I think I'm a pretty self-aware individual. In order to know others, one must first know oneself, and I am infinitely interested in knowing (and understanding) others. Humanity is fascinating, in all its violence and tenderness. I know my strengths, and I know my weaknesses, and I try not to be apologetic about either.
My astrological sign is, appropriately enough, Libra. The scales: the symbol of my life philosophy and of the way I think and behave, both consciously and unconsciously. It's almost enough to make one believe in a cosmic order. But celestially-influenced or not, my life really is all about the balance:
I believe in equality.
I enjoy things, but I am not fanatical about them. I am fundamentally unable to understand the drive to covet, to hoard, to consume something in its entirety. Fanaticism tips the scales, and my scales don't like being tipped.
I am an omnivore.
I can see both sides, almost always. And if I can't, I try. (This does not mean that I can't be hurt, but I will always try to understand.)

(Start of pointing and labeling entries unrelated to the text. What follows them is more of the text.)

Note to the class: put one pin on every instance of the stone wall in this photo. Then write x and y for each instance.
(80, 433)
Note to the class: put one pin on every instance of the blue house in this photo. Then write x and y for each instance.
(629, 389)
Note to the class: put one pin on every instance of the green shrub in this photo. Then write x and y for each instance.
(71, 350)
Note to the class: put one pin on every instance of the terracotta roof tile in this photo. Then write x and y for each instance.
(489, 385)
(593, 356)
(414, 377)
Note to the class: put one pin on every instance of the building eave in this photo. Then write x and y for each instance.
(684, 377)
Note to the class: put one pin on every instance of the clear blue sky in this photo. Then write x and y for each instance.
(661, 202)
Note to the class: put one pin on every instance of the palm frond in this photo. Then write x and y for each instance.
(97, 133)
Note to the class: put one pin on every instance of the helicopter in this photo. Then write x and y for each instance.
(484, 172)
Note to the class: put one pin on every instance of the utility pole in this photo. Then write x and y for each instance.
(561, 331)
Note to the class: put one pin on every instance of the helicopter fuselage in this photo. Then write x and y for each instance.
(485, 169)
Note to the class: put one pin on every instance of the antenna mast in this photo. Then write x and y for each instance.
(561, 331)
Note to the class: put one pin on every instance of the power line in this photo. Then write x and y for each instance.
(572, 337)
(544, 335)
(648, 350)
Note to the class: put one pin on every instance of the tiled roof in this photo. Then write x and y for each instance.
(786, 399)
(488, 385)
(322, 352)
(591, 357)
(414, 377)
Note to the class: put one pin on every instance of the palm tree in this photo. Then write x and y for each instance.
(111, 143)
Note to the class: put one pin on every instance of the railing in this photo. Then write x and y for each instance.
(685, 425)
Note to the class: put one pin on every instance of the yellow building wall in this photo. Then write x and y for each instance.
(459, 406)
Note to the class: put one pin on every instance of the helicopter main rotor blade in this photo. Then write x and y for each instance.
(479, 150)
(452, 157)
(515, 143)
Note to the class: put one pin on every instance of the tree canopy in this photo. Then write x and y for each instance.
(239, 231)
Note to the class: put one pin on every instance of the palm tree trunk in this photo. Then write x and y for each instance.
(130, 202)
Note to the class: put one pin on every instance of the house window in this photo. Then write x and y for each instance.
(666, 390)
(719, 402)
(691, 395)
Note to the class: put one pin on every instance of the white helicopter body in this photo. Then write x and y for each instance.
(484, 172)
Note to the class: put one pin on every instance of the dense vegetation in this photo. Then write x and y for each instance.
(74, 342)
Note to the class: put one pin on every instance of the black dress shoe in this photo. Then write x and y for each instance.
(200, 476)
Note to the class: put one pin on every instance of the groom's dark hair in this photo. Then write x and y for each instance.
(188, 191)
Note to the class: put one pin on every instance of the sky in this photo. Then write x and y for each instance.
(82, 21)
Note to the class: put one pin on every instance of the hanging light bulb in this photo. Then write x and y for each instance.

When a relationship is more work than fun, I think nothing of divesting myself of that person. I have been accused of being cold and unfeeling for this behaviour, when in reality I am simply maintaining the emotional balance. I can be no other way, any more than my fanatical friends can stop themselves from being fanatics.
I like rectangles and symmetry and parallel lines.
I believe in accepting our differences, but I also want to change the world. I want to impose my sense of order as much as I want to let you do your own thing.
I am bitter and caustic, but also considerate and kind. My optimism and my cynicism are constantly at odds with each other.
It's a hell of a lot of work, truth be told, balancing these opposing desires. Sometimes I wish I could just stop struggling and give in, let one side slam down and the other fly up. Maybe wear a one-sleeved tunic or something. I know I never can, though, because it's all about the balance.